How understand this Fourier transform: $\widehat{\frac{1}{x^3}}=c \xi^{2} sgn(\xi)$ ?
The function $x\mapsto\frac{1}{x}$ is not locally integrable, so it does not define a distribution through simple integration against test functions.

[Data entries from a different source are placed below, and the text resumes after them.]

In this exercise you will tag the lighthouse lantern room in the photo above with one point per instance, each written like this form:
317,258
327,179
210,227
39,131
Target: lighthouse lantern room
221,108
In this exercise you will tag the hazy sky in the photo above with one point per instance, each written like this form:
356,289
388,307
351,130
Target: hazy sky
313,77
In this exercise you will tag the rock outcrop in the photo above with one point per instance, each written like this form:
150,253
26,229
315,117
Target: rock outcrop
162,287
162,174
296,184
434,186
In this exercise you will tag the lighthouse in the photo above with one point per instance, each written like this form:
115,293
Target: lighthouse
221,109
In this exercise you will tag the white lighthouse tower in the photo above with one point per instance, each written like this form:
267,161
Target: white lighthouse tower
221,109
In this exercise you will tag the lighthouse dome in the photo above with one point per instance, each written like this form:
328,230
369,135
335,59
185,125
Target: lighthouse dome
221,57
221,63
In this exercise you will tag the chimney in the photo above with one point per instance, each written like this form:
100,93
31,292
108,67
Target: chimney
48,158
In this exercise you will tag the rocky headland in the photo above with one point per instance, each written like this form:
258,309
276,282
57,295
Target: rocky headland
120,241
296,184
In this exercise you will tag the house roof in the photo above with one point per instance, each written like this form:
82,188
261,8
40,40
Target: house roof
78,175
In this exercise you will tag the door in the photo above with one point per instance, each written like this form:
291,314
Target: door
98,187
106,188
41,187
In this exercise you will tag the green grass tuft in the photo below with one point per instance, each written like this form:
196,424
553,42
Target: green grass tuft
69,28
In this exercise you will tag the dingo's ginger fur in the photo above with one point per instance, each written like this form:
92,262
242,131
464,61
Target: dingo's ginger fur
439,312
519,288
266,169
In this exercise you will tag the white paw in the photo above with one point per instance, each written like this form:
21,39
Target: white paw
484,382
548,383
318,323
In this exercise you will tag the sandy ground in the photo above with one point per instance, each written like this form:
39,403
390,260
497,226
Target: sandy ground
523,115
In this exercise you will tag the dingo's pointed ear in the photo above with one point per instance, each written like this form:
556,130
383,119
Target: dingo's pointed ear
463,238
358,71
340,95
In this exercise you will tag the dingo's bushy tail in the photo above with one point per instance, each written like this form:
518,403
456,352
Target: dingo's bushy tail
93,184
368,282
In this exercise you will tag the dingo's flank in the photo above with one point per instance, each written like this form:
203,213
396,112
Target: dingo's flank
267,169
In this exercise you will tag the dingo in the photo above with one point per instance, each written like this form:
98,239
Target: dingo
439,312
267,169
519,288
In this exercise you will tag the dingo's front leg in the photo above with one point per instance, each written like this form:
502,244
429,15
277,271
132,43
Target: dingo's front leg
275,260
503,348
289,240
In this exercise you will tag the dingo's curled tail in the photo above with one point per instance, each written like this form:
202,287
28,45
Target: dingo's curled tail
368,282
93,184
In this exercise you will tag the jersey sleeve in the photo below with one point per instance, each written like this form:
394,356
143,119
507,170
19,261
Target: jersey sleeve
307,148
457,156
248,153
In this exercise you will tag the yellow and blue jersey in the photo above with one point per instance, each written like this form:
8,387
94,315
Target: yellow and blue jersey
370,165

A typical way of defining a distribution related to $\frac{1}{x}$ is $p.v.\frac{1}{x}$ which is defined through the pairing $$\langle p.v.\frac{1}{x}, \varphi\rangle=p.v.\int \frac{\varphi}{x}:=\lim_{\epsilon\rightarrow 0^{+}}\int_{|x|\geq \epsilon}\frac{\varphi(x)}{x}dx.$$ The same remark applies of course to $\frac{1}{x^3}$.
So, the first question is how justify the Fourier transform of $\frac{1}{x}$ if it is not even a distribution ?
Second, pretending that there is not a too bad singularity at the origin (which is my first question), and integrating by parts twice, we have $$\int \frac{e^{\dot{\imath}x\xi}}{x^3}dx = \frac{\dot{\imath}\xi}{2}\int \frac{e^{\dot{\imath}x\xi}}{x^2}dx=-\frac{\xi^{2}}{2}\int \frac{e^{\dot{\imath}x\xi}}{x}dx$$ Now, the integral $\int\frac{\sin{\xi x}}{x}$ does converge to $\pi sgn{(\xi)}$, while the integral $\int\frac{\cos{x}}{x}$ diverges, but converges in principal value to 0.
The Fourier transform of $\operatorname{pv} \frac{1}{x}$ is $-i\pi \, \operatorname{sign}(\xi).$ (See Fourier transform of the distribution PV $\left( \frac{1}{x} \right)$)
Now, $\operatorname{pv} \frac{1}{x^3} = \frac{1}{2} (\operatorname{pv}\frac{1}{x})''$ so applying the derivative rule $\mathcal{F}\{f'\} = i\xi \mathcal{F}\{f\}$ gives $$\mathcal{F}\{\operatorname{pv} \frac{1}{x^3}\} = (i\xi)^2 \mathcal{F}\{\operatorname{pv} \frac{1}{x}\} = \frac{i\pi}{2}\xi^2 \operatorname{sign}(\xi).$$